Europäisches Patent: Erteilung

Wenn der Prüfer die letzte vom Anmelder vorgeschlagene Fassung der Anmeldung akzeptiert wird diese Vereinbarung dem Anmelder mit dem Senden einer Notifikation gemäss Regel 71 (3) EPÜ Patenterteilung mitgeteilt, mit der Frage, ob der Anmelder dem zur Erteilung des Patentes beigefügten Text zustimmt. Das Patent kann ohne die Zustimmung des Anmelders für die zur Erteilung vorgeschlagenen Fassung nicht erteilt werden.

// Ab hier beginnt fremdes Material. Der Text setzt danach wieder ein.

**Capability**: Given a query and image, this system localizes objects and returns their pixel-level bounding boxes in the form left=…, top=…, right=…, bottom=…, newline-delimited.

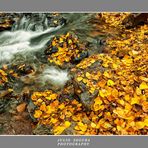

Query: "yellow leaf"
left=86, top=72, right=91, bottom=79
left=54, top=126, right=65, bottom=135
left=77, top=77, right=83, bottom=82
left=95, top=97, right=102, bottom=105
left=40, top=104, right=47, bottom=112
left=90, top=122, right=97, bottom=128
left=64, top=121, right=71, bottom=128
left=107, top=80, right=115, bottom=86
left=139, top=82, right=148, bottom=89
left=34, top=110, right=42, bottom=118
left=59, top=103, right=65, bottom=110
left=136, top=121, right=145, bottom=129
left=136, top=87, right=141, bottom=95
left=78, top=122, right=87, bottom=132
left=50, top=94, right=57, bottom=100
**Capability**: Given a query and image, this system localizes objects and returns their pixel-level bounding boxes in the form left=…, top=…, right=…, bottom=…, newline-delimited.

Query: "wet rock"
left=122, top=13, right=148, bottom=29
left=45, top=46, right=58, bottom=55
left=16, top=102, right=27, bottom=113
left=0, top=13, right=18, bottom=31
left=72, top=51, right=88, bottom=64
left=0, top=99, right=9, bottom=114
left=71, top=55, right=105, bottom=110
left=44, top=32, right=89, bottom=68
left=17, top=64, right=34, bottom=75
left=33, top=125, right=52, bottom=135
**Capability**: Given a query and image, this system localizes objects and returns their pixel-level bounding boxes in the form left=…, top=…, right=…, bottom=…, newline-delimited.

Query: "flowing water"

Bei derselben Gelegenheit wird der Anmelder eingeladen, die Erteilungsgebühren und Druckkosten zu bezahlen und eine Übersetzung der Ansprüche innerhalb einer festgesetzten Frist zu liefern. Sämtliche europäischen Patente werden mit einem Anspruchssatz in den drei offiziellen Sprachen des EPÜ (Englisch, Deutsch, Französisch) veröffentlicht

Das Patent ist zur Erteilung bereit, sobald diese Formalitäten erfüllt sind. Der Text des Patentes wird am Tag der Erteilung veröffentlicht, wobei alle benannte Staaten erwähnt werden.

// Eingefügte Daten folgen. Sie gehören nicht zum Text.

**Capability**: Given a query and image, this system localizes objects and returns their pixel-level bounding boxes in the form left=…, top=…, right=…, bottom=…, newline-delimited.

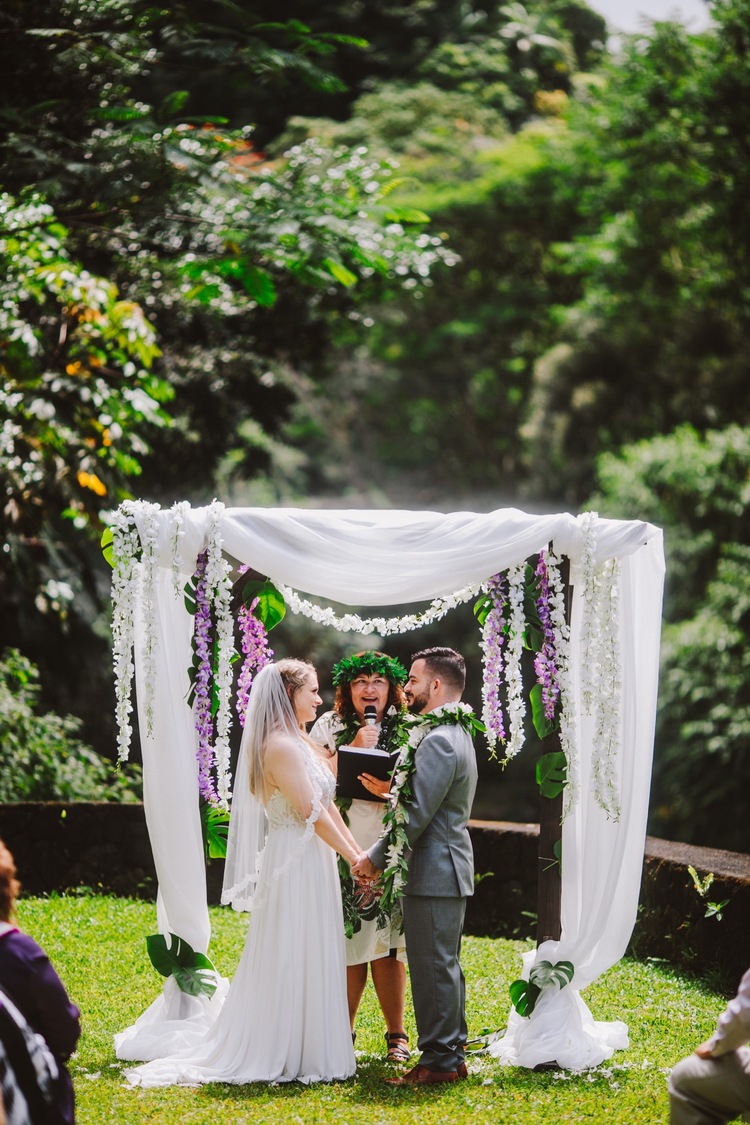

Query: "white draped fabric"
left=118, top=509, right=665, bottom=1068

Die benannten Staaten können verlangen, dass eine Gesamtübersetzung des europäischen Patentes in einer Landessprache beim entsprechenden Amt innerhalb einer Frist von drei Monaten nach der Erteilung hinterlegt wird. Seit dem 1. Mai 2008 haben einige Staaten, welche das Londoner Abkommen ratifiziert haben, diese Auflage aufgegeben und verlangen nunmehr lediglich noch eine Übersetzung der Ansprüche.Eine Liste der notwendigen Übersetzungen in den individuellen Staaten finden Sie hier.

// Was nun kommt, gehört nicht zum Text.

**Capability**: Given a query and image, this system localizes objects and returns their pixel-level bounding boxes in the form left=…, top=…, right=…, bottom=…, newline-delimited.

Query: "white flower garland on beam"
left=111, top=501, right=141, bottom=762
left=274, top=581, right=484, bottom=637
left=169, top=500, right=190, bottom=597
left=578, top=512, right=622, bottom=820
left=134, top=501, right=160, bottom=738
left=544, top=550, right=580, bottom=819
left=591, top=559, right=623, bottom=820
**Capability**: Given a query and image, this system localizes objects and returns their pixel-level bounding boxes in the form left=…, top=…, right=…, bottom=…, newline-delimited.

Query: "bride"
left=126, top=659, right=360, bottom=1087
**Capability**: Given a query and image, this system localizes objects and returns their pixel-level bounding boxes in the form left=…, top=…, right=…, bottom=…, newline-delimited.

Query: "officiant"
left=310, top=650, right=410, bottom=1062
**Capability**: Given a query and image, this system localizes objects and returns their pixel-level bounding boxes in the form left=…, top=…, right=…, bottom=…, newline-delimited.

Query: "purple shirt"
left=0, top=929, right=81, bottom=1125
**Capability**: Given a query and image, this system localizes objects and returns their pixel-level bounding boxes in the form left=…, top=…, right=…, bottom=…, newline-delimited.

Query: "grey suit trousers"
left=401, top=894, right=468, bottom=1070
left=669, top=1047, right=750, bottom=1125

Europäisches Patent: Jahresgebühren

Die Gültigkeitsdauer eines europäischen Patents beträgt maximal 20 Jahre, unter der Voraussetzung, dass die jährlichen Aufrechterhaltungsgebühren regelmässig jedes Jahr entrichtet werden. Diese Jahresgebühren sind vor der Erteilung beim EPA und nach der Erteilung bei den verschiedenen Landesämtern der benannten Staaten zu bezahlen. Es ist möglich, das Patent separat in den verschiedenen Staaten aufrecht zu erhalten oder aufzugeben. In jedem Staat kann ausserdem das europäische Patent individuell durch die jeweiligen nationalen Gerichte als nichtig erklärt werden.
abandon du brevet européen ; déchéance

Europäisches Patent: Löschung

Das Patent oder die Patentanmeldung kann seine Wirkung in einem der nachfolgenden Fälle verlieren:
  • auf jeden Fall nach 20 Jahren ab Anmeldedatum
  • wenn eine Jahresgebühr oder eine andere erforderliche Gebühr vom Anmelder oder Inhaber nicht bezahlt wird
  • falls der Anmelder nicht auf eine Beanstandung des EPA reagiert
  • wenn die Anmeldung auf Grund der Nichterfüllung der EPÜ-Voraussetzungen abgelehnt wird
  • wenn ein zuständiges Gericht, die Beschwerdeabteilung oder die EPA-Beschwerdekammer die Nichtigkeit des Patentes feststellt.